Spark common RDD operators for big data development
map
map passes in a piece of data and returns a piece of data
Map is to perform function operations on the elements in the RDD one by one and map them to another RDD,
Each data item in an RDD is transformed into a new element through the function mapping in the map.
Input partition and output partition are one-to-one, that is, there are as many output partitions as there are input partitions
object DemoMap { def main(args: Array[String]): Unit = { val conf = new SparkConf() .setAppName("DemoMap") .setMaster("local") val sc = new SparkContext(conf) val listRDD = sc.parallelize(List(1, 2, 3, 4, 5, 6, 7)) listRDD.map(i=>i+1)//Add 1 to each element of the List set .foreach(println) } }
flatMap
flatMap is simply to pass in one item and return N items
flatMap operation is to apply the function to each element in the RDD and form a new RDD with all the contents of the returned iterator.

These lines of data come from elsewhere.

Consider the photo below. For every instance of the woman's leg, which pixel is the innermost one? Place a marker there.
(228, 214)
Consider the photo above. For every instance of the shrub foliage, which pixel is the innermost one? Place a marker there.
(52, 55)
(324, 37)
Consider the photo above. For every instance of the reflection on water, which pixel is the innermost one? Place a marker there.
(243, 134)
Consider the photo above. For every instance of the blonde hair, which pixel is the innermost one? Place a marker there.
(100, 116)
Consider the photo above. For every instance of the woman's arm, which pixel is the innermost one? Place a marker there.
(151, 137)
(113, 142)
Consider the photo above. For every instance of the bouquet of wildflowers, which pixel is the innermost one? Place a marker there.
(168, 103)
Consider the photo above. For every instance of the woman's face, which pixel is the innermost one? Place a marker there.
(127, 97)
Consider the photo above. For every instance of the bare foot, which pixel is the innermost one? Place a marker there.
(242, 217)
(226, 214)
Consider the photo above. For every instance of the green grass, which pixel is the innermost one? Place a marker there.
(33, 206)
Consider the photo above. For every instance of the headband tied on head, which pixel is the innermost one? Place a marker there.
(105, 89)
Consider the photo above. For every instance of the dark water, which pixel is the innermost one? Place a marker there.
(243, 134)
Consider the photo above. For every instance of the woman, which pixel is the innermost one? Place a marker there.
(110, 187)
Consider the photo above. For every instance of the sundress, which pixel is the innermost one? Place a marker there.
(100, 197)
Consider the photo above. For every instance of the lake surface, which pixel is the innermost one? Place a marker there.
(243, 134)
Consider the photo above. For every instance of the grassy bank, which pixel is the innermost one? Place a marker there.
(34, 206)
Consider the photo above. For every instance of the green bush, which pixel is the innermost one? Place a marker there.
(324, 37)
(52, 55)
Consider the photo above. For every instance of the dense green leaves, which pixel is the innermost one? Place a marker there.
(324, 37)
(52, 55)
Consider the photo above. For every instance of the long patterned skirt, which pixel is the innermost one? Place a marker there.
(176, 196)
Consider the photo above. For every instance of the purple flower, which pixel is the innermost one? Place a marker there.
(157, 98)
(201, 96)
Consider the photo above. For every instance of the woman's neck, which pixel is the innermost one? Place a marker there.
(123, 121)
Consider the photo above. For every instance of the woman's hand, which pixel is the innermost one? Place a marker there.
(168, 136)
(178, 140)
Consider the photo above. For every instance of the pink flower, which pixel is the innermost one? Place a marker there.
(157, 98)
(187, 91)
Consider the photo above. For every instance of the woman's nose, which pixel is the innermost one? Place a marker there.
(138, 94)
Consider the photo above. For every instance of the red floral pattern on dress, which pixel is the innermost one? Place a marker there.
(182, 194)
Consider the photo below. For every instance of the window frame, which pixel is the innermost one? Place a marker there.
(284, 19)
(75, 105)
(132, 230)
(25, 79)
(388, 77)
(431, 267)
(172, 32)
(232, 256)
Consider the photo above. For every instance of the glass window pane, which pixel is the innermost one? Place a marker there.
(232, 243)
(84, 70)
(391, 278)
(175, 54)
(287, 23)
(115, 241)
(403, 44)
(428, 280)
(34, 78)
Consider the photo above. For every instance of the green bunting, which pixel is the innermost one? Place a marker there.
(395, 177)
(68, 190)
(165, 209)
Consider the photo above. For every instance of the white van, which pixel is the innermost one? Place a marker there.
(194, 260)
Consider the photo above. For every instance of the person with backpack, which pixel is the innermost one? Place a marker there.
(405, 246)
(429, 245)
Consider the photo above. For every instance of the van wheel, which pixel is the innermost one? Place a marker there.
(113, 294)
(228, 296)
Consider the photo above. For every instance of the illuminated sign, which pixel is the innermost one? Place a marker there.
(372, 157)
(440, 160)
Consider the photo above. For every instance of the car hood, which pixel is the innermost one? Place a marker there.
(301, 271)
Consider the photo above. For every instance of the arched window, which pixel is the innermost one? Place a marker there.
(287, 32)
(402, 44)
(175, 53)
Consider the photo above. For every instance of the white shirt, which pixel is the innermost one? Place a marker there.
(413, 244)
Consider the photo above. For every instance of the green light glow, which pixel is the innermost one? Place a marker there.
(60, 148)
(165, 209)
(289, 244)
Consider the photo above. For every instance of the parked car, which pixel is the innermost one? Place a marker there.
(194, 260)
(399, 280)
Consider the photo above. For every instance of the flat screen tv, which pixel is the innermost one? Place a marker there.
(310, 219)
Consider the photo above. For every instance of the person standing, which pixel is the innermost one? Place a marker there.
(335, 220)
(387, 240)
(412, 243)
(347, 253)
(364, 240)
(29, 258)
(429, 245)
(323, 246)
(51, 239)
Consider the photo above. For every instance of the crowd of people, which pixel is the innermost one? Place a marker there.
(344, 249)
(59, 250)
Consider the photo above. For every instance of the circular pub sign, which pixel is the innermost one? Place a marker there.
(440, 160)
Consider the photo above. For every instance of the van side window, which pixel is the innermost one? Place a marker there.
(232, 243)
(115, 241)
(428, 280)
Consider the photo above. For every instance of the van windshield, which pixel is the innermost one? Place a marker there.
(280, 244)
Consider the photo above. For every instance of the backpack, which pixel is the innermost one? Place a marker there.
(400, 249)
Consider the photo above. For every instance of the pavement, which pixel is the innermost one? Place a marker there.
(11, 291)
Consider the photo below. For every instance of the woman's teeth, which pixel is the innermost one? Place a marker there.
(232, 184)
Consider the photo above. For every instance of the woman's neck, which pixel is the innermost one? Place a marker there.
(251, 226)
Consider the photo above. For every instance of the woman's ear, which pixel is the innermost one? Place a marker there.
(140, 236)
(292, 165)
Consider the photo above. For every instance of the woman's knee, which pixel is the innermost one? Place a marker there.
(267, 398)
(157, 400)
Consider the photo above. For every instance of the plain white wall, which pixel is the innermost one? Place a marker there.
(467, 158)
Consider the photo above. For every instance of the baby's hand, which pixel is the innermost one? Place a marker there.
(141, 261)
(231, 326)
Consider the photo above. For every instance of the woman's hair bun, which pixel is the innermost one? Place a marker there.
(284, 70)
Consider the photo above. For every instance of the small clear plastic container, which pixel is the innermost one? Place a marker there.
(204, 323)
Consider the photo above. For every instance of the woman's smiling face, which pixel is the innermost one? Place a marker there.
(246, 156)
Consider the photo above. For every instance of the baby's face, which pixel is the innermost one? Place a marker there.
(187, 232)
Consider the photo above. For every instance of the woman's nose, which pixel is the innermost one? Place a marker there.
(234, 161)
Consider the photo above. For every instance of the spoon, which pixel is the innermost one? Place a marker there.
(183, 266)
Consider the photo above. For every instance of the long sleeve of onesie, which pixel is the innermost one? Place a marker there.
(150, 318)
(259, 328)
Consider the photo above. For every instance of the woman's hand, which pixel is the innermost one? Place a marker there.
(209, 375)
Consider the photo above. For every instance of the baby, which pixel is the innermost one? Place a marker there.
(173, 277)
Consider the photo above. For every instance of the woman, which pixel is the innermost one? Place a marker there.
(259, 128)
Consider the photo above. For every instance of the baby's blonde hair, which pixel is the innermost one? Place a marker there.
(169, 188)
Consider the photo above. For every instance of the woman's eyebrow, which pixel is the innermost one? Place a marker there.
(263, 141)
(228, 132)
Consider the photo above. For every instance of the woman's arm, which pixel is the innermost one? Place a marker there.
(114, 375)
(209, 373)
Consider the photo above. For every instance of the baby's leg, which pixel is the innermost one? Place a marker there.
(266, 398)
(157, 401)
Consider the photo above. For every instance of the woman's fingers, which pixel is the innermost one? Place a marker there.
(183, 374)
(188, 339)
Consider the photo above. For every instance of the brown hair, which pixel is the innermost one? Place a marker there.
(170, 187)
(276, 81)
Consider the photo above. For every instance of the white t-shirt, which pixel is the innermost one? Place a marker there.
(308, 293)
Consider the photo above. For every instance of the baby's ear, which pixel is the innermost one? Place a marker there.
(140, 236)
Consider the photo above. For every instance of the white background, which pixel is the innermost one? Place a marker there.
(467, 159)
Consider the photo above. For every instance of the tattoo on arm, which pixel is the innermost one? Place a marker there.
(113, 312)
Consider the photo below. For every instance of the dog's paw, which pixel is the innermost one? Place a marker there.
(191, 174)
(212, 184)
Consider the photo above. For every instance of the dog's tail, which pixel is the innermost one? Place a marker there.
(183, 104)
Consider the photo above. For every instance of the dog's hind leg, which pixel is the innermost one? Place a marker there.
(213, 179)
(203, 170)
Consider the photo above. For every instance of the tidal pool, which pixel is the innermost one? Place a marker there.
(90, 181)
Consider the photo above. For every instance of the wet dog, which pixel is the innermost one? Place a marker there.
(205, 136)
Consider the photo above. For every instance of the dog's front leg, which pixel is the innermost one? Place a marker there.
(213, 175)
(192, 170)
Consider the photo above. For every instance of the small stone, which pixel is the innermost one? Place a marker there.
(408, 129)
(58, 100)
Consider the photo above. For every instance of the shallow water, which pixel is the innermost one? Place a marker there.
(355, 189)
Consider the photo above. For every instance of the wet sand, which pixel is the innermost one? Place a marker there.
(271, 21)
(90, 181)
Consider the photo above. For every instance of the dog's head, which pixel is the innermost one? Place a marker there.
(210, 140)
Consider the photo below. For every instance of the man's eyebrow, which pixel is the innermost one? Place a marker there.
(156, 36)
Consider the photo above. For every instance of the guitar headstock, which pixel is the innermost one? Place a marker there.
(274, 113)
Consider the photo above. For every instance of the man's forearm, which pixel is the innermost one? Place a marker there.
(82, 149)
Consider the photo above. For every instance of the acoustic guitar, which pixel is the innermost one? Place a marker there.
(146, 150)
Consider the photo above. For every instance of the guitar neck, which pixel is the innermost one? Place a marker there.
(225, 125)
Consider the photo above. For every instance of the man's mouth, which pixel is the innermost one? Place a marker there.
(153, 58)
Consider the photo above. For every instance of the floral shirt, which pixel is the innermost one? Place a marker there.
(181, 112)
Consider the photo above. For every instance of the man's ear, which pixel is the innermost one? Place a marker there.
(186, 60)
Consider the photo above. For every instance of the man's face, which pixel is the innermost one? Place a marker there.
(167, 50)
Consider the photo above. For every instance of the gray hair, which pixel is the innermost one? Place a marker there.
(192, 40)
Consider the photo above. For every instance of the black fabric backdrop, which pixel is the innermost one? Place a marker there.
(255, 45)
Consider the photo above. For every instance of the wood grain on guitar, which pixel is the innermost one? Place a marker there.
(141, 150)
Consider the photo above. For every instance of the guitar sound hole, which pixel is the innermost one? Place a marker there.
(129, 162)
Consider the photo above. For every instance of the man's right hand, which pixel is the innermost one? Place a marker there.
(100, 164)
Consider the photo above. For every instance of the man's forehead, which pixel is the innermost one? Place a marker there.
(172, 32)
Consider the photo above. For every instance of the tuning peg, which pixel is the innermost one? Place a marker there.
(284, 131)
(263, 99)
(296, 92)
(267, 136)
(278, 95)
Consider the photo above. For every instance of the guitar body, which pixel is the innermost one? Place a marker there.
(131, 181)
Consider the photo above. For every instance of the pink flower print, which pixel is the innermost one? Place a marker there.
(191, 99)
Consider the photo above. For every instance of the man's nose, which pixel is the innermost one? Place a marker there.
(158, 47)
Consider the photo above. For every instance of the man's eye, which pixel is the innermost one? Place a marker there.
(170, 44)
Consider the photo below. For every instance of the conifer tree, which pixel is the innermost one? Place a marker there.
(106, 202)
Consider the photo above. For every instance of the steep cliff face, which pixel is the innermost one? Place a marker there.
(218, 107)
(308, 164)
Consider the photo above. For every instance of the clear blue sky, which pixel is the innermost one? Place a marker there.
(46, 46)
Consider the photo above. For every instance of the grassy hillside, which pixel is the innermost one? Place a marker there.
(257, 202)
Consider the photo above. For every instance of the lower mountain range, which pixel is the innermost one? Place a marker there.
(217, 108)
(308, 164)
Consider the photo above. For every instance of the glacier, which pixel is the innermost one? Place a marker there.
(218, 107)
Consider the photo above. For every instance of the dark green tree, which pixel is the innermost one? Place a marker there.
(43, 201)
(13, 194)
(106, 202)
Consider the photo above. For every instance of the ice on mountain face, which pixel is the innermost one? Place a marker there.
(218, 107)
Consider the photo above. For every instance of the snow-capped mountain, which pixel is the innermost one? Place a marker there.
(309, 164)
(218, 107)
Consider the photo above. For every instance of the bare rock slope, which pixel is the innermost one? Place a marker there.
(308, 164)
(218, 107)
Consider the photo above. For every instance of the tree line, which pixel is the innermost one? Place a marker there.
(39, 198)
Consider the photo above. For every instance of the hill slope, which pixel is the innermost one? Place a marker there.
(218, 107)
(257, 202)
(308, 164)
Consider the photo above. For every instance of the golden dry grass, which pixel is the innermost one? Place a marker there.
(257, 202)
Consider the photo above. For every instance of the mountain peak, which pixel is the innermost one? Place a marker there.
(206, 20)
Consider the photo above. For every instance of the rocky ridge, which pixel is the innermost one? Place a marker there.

flatMap will automatically flatten (expand) the results
object DemoFlatMap { def main(args: Array[String]): Unit = { val conf = new SparkConf().setMaster("local").setAppName("DemoFlatMap") val sc = new SparkContext(conf) val lineRDD = sc.parallelize(List("java,scala,python", "hadoop,hbase,hive")) lineRDD.map(line=>line.split(",")).foreach(line=>println(line.mkString(","))) lineRDD.flatMap(line=>line.split(",")).foreach(println) } }
lineRDD.map(line=>line.split(" 😊). If foreach(println) is written like this, only the address value is output
Linerdd.map (line = > line. Split (","). Foreach (line = > println (line. Mkstring (",")) output is printed as
Linerdd. Flatmap (line = > line. Split (","). Foreach (println) is output as
The difference between flatMap and map is that map is "mapping", while flatMap "maps first and then flattens". Map generates an element every time (func) and returns an object. One more step of flatMap is to merge all objects into one object.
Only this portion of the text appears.